L'esagerazione rappresenta lo stato d'animo, la malinconia di sapere che c'era e non c'è più. E' vero: Mou è arrivato a Londra nel momento più alto della storia contemporanea della città. I giornali scrivevano così: la rincorsa su New York, qual è la città più importante del pianeta? Londra è la carta velina: quanto le è piaciuto fare l'anti New York. Per dieci anni non ha fallito niente: il boom inarrestabile del mercato immobiliare, il grande affare delle Olimpiadi, la nuova immagine da città chic, la calata dei nuovi ricchi pronti a comprarsi tutto. “Il parco giochi del pianeta”, l'avevano chiamata. E tutti a raccontare il derby con l'altra parte dell'Atlantico. New York, quindi. Manhattan. Tre anni di corsa, con la City a pompare denaro e con il pallone a fare da specchio della società, con i soldi di Abramovich, quelli della Emirates che sponsorizza l'Arsenal, quelli della Bear Stearns che dominava il Tottenham, quelli di Al Fayed per il povero Fulham. Una vita a mille all'ora con José davanti a tutti. Sembrava una destinazione ovvia, una relazione simbiotica. Londra e Mou, cioè arrogante lei e arrogante lui, fica lei e fico lui, bella lei, bella lui. Lei aveva bisogno di lui e lui di lei.

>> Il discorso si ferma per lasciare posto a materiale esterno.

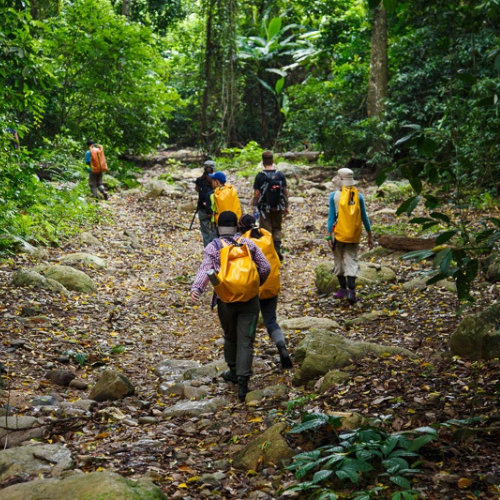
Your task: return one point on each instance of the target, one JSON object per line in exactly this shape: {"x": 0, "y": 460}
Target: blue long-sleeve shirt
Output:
{"x": 332, "y": 214}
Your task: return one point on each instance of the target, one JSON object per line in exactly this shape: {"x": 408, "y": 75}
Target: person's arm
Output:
{"x": 332, "y": 219}
{"x": 260, "y": 259}
{"x": 211, "y": 260}
{"x": 366, "y": 221}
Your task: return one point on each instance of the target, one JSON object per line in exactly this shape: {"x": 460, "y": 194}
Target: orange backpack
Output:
{"x": 226, "y": 199}
{"x": 348, "y": 227}
{"x": 271, "y": 287}
{"x": 97, "y": 160}
{"x": 238, "y": 277}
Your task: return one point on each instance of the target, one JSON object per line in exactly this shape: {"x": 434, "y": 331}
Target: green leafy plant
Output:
{"x": 362, "y": 456}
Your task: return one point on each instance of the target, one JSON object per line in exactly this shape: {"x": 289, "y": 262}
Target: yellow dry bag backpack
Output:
{"x": 226, "y": 199}
{"x": 271, "y": 287}
{"x": 97, "y": 160}
{"x": 348, "y": 226}
{"x": 238, "y": 277}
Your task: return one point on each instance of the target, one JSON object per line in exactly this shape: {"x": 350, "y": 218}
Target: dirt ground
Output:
{"x": 142, "y": 315}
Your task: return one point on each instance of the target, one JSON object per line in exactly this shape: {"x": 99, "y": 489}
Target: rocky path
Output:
{"x": 142, "y": 324}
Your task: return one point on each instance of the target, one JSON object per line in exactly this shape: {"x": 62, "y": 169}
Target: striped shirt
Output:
{"x": 211, "y": 260}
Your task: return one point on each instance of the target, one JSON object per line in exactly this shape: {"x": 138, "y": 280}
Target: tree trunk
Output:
{"x": 377, "y": 85}
{"x": 405, "y": 244}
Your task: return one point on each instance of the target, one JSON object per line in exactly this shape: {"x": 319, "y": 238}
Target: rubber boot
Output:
{"x": 242, "y": 388}
{"x": 342, "y": 293}
{"x": 285, "y": 360}
{"x": 277, "y": 246}
{"x": 230, "y": 376}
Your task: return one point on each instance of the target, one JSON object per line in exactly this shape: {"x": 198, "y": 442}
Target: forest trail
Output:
{"x": 142, "y": 315}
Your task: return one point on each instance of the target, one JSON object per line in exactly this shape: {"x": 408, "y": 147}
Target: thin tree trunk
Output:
{"x": 377, "y": 85}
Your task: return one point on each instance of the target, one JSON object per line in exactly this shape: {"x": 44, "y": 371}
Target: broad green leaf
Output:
{"x": 320, "y": 475}
{"x": 401, "y": 481}
{"x": 279, "y": 85}
{"x": 274, "y": 27}
{"x": 446, "y": 236}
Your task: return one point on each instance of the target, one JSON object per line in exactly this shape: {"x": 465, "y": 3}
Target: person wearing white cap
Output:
{"x": 346, "y": 216}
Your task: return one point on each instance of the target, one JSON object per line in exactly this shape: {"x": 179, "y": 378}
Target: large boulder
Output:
{"x": 270, "y": 448}
{"x": 92, "y": 486}
{"x": 112, "y": 386}
{"x": 322, "y": 351}
{"x": 42, "y": 459}
{"x": 478, "y": 335}
{"x": 27, "y": 277}
{"x": 15, "y": 430}
{"x": 369, "y": 274}
{"x": 84, "y": 258}
{"x": 70, "y": 278}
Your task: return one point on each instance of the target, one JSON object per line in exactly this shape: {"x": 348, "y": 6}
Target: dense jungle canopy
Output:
{"x": 406, "y": 93}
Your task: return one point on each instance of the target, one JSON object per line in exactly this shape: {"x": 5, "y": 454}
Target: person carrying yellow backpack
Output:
{"x": 269, "y": 291}
{"x": 346, "y": 217}
{"x": 226, "y": 258}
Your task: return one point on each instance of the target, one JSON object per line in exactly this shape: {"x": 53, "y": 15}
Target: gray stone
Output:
{"x": 369, "y": 274}
{"x": 211, "y": 370}
{"x": 195, "y": 408}
{"x": 95, "y": 486}
{"x": 308, "y": 322}
{"x": 34, "y": 460}
{"x": 331, "y": 379}
{"x": 70, "y": 278}
{"x": 90, "y": 239}
{"x": 84, "y": 258}
{"x": 26, "y": 277}
{"x": 478, "y": 335}
{"x": 60, "y": 377}
{"x": 493, "y": 272}
{"x": 16, "y": 430}
{"x": 111, "y": 386}
{"x": 321, "y": 351}
{"x": 170, "y": 367}
{"x": 273, "y": 391}
{"x": 270, "y": 448}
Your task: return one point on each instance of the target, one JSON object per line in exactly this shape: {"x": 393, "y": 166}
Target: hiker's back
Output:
{"x": 226, "y": 200}
{"x": 349, "y": 225}
{"x": 271, "y": 287}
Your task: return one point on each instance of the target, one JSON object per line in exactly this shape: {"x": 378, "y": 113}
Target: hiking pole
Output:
{"x": 192, "y": 220}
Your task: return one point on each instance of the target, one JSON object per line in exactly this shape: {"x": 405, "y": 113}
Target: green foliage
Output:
{"x": 363, "y": 457}
{"x": 245, "y": 161}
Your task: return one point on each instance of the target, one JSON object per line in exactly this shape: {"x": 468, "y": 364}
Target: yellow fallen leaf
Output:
{"x": 463, "y": 482}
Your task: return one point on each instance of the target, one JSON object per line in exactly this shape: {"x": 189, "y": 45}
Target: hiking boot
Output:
{"x": 285, "y": 360}
{"x": 230, "y": 376}
{"x": 242, "y": 388}
{"x": 351, "y": 297}
{"x": 341, "y": 294}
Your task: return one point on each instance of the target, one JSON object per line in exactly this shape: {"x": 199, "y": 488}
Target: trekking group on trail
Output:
{"x": 242, "y": 256}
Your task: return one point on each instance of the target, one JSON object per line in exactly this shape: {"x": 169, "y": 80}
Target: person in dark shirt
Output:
{"x": 204, "y": 190}
{"x": 270, "y": 199}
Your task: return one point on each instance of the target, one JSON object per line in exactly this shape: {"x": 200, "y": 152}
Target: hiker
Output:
{"x": 347, "y": 214}
{"x": 224, "y": 198}
{"x": 268, "y": 292}
{"x": 238, "y": 319}
{"x": 204, "y": 190}
{"x": 270, "y": 199}
{"x": 96, "y": 162}
{"x": 15, "y": 142}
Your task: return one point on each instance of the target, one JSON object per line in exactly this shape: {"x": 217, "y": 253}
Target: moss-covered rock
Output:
{"x": 70, "y": 278}
{"x": 270, "y": 448}
{"x": 327, "y": 282}
{"x": 93, "y": 486}
{"x": 478, "y": 335}
{"x": 322, "y": 351}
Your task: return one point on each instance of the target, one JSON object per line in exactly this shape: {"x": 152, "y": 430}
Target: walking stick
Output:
{"x": 192, "y": 220}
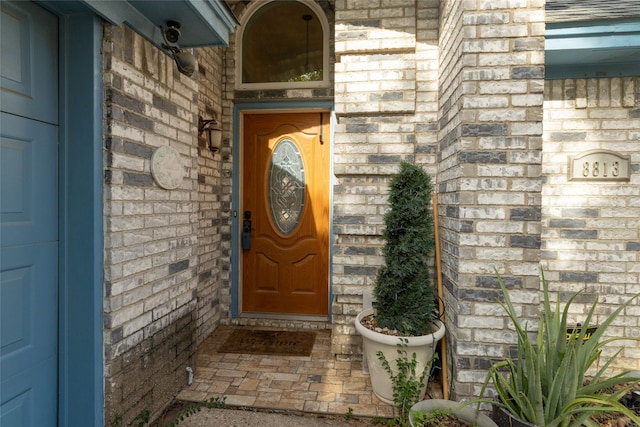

Adesso gli inglesi che raccontano il buio dell'anima britannica hanno paragonato il pallone a Canary Wharf. Si spengono le luci, si abbassa il volume. Il momento è il tramonto: la gente esce dagli uffici e va a farsi una birra. Andava, cioè. “Il giorno del crollo di Lehman Brothers è cambiato tutto”. Per il mondo del pallone il giorno in cui se ne è andato José è stato lo stesso, però se ne sono accorti adesso che torna da avversario amico. Viner ha aperto un'autostrada: da un mese e mezzo ogni opinionista che racconti il calcio inglese dice la stessa cosa, che lasciar andare Mourinho ha cambiato il calcio in peggio. Malinconia. “Non ci pensavamo allora. Ci sentivamo più bravi degli altri. Migliori dell'Italia, della Spagna, della Germania. E ora? Ora niente. Ora è il rimpianto e forse il destino. E' finita. Hanno contato quante volte i giornali scrissero il tre giugno 2004 questa frase su di lui: “E' una boccata di aria fresca in un mondo senza niente da dire”. Sono passati quattro anni e mezzo, sono arrivati 22 allenatori nuovi. Inglesi e stranieri. In tutto la stessa frase è stata scritta una sola volta.